One of the most embarrassing everyday moments that one must experience when living on the International Space Station (ISS) is to excrete. It is also one of the most frequent questions among the curious and, above all, children.

The astronaut Tim Peake answer with great precision to this question in your book Why does the space smell like barbecue.

Go to the bathroom

Despite what we can imagine, going to the bathroom in the ISS is not very different from doing it on Earth. The ISS basin is an area the size of a telephone booth, and inside there are some foot restraints that are used to keep the astronaut stable.

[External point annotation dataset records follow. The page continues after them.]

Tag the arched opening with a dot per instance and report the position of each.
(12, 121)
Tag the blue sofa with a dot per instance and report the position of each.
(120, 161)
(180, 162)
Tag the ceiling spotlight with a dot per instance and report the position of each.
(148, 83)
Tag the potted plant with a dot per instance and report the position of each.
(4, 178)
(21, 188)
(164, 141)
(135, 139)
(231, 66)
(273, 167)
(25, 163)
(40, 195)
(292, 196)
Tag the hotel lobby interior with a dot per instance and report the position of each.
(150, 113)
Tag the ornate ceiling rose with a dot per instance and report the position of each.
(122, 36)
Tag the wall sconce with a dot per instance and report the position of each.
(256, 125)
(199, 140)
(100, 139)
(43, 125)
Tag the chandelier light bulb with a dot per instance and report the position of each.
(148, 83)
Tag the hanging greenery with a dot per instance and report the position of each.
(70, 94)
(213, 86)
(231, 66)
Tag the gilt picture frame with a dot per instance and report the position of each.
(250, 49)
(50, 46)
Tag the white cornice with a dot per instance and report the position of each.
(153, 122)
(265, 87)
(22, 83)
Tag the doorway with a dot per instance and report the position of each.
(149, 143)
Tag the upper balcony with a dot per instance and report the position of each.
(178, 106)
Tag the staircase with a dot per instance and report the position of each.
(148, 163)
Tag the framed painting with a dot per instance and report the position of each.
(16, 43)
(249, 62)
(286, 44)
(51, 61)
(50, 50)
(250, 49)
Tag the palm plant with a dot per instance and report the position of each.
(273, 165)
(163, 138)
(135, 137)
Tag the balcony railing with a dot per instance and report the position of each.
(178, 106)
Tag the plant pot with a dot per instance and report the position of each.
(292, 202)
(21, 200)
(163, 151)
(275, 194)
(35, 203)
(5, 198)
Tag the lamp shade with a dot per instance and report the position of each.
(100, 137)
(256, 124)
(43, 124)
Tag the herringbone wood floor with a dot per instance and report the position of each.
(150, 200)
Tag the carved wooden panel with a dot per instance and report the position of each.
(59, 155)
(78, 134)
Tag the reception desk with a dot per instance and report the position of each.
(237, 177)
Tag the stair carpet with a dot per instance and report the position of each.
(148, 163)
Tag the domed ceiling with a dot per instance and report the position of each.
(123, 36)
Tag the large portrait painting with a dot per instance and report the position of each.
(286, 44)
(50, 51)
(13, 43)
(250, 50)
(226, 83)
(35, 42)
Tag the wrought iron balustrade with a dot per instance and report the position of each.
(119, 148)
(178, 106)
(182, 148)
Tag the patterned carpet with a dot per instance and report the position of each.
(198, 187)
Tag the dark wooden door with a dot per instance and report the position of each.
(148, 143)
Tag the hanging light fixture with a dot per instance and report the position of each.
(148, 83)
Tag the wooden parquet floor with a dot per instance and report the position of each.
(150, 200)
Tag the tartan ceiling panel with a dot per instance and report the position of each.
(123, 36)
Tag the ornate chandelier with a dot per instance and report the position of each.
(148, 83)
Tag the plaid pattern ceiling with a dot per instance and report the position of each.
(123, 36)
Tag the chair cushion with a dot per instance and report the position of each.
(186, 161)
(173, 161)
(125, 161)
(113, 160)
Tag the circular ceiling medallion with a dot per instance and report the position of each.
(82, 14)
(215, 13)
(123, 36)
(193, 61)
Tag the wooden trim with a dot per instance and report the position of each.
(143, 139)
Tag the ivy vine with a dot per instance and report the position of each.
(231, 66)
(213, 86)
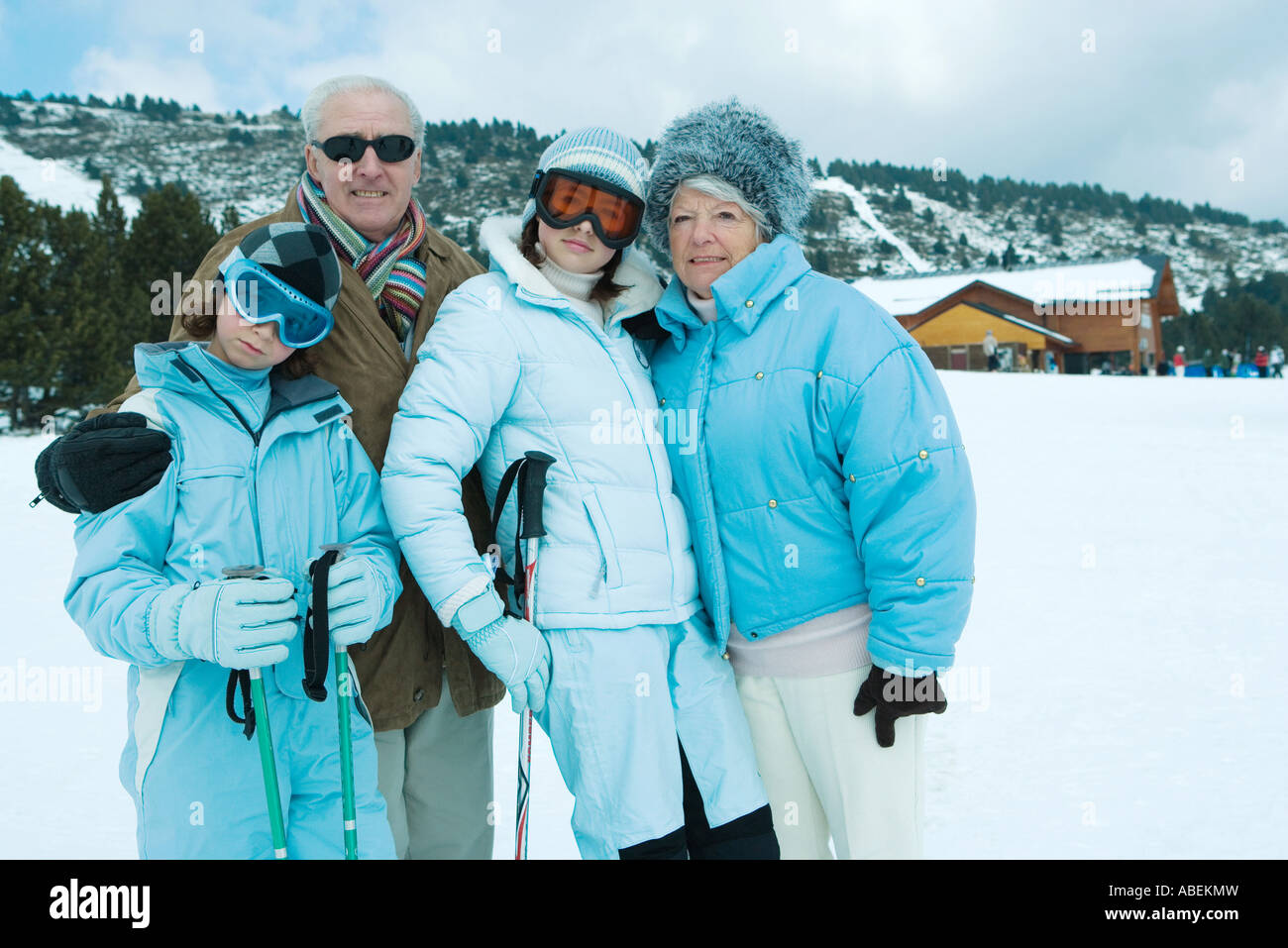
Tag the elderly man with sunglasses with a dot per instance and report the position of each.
(429, 697)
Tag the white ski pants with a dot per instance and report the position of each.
(825, 775)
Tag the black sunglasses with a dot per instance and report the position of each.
(387, 147)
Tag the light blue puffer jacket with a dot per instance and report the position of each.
(510, 366)
(828, 469)
(269, 493)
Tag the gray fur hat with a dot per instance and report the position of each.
(739, 145)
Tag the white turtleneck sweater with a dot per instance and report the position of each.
(824, 646)
(575, 286)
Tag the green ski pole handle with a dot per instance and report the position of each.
(268, 764)
(267, 760)
(343, 691)
(343, 685)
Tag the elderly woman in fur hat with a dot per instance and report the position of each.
(828, 494)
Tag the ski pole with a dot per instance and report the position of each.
(532, 485)
(267, 760)
(343, 691)
(268, 764)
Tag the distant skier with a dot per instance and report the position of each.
(1262, 363)
(263, 473)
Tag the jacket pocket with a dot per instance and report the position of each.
(831, 502)
(604, 537)
(218, 471)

It urinates in a hose with a conical receptacle that has a switch on one side. Pressing the switch starts a ventilation, that sucks urine so it doesn't float in weightlessness.

For major needs, there is a small toilet attached to a solid waste container with a reduced opening around which a rubberized bag with elastic closure fits, as he himself explains in the book:

Hundreds of tiny perforations in the bag allow air circulation, but not solid waste. The same urine hose switch activates the air flow in the solid waste container. When finished, the astronauts throw the rubberized bag (with self-closing) into the container and place another clean one for the next user. The solid waste container is changed every ten or fifteen days, although an ISS commander told me that if you put on a sterile glove and compact the contents, you can extend its useful life up to twenty days.